During cardio workouts, the increasing heart rate raises the body temperature into the “fat-burning stage.” Calories, colloquially, are the evil things that in large quantity make us fatter. Scientifically, a calorie is defined as the amount of heat required at a pressure of one standard atmosphere to raise the temperature of one gram of water one degree Celsius. This is where the fat burning begins. “The time it takes to get there varies with people,” Knecht continued. “It can take 12 minutes. It can take 20 minutes.”

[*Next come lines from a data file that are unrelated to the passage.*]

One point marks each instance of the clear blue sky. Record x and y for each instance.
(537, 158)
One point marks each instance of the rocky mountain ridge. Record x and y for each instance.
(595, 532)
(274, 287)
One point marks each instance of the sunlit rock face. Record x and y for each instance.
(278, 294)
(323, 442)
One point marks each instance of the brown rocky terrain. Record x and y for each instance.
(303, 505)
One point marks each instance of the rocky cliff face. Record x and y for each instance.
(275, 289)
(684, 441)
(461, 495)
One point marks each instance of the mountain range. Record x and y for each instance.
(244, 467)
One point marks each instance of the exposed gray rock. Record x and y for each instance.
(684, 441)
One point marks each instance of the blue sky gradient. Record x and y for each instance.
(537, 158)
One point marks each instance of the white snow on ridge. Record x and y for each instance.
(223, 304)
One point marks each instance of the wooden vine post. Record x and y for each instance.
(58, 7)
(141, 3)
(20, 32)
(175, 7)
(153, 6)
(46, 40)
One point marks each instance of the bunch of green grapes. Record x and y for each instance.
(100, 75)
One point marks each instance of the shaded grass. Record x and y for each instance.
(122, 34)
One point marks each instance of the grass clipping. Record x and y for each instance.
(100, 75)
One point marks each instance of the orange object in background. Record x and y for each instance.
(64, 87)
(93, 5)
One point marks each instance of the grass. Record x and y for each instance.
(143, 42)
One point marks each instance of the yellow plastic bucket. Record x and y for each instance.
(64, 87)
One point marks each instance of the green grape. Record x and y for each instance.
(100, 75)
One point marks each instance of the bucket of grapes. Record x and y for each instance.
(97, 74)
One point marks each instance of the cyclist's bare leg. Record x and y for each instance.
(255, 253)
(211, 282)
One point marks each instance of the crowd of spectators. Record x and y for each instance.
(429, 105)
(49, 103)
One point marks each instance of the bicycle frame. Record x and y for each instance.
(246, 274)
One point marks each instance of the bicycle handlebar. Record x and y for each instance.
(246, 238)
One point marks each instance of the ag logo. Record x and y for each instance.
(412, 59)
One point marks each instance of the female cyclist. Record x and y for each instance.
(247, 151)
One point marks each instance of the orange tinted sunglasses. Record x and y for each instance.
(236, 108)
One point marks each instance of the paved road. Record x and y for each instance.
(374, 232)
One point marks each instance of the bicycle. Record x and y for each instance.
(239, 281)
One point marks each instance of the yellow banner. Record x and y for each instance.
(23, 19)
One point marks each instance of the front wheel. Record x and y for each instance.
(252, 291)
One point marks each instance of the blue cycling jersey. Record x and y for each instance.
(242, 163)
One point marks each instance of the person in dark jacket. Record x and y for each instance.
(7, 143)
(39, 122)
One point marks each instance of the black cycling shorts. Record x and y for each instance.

The way the body burns fat is that it starts with the easy stuff first called muscle glycogen, a white, amorphous polysaccharide (a complex sugar) stored in the muscles which serves as an energy reservoir, being broken down to glucose when needed. Some people think that by not eating, you burn fat. Not true. “When your body goes into starvation mode, it burns protein,” explained Knecht. “It takes your muscle away.” In fact, the more muscle you have, the more fat will burn to keep the muscle healthy. Fat burns in accordance with the amount of work a body does and the body’s weight. The heavier the person, the more calories burn. Weight loss is just one benefit from exercise.
“It helps prevent all kinds of disease,” says Knecht. “Like arterial sclerosis — the hardening of the arteries — cancer — any kind of cancer, really — improving circulation, lowering blood pressure helps prevent stroke, heart disease and heart attacks.”
Knecht also pushes moderation in exercise saying three to five times a week of 20-60 minutes of cardio work is excellent. “Don’t workout every day,” she says, citing the marathon runner condition which produces an overabundance of free radicals because of excessive exercise. Free radicals are not remnant members of Abby Hoffman’s Merry Pranksters, but are atoms or molecules with an unpaired electron. Unpaired electrons make for very unstable, highly reactive atoms and/or molecules. This odd, unpaired electron in a free radical causes it to collide with other molecules so it can steal an electron from them, which changes the structure of these other molecules and causes them to also become free radicals. This can create a self-perpetuating chain reaction in which the structure of millions of molecules are altered in a matter of nanoseconds wreaking havoc with our DNA, protein molecules, enzymes and cells.
Okay, then. All that biologically technical stuff amounts to this: Exercise, but don’t overdo it. Eat healthy, but don’t starve. Live to live long, but don’t avoid life. Just turn off the TV and take a walk.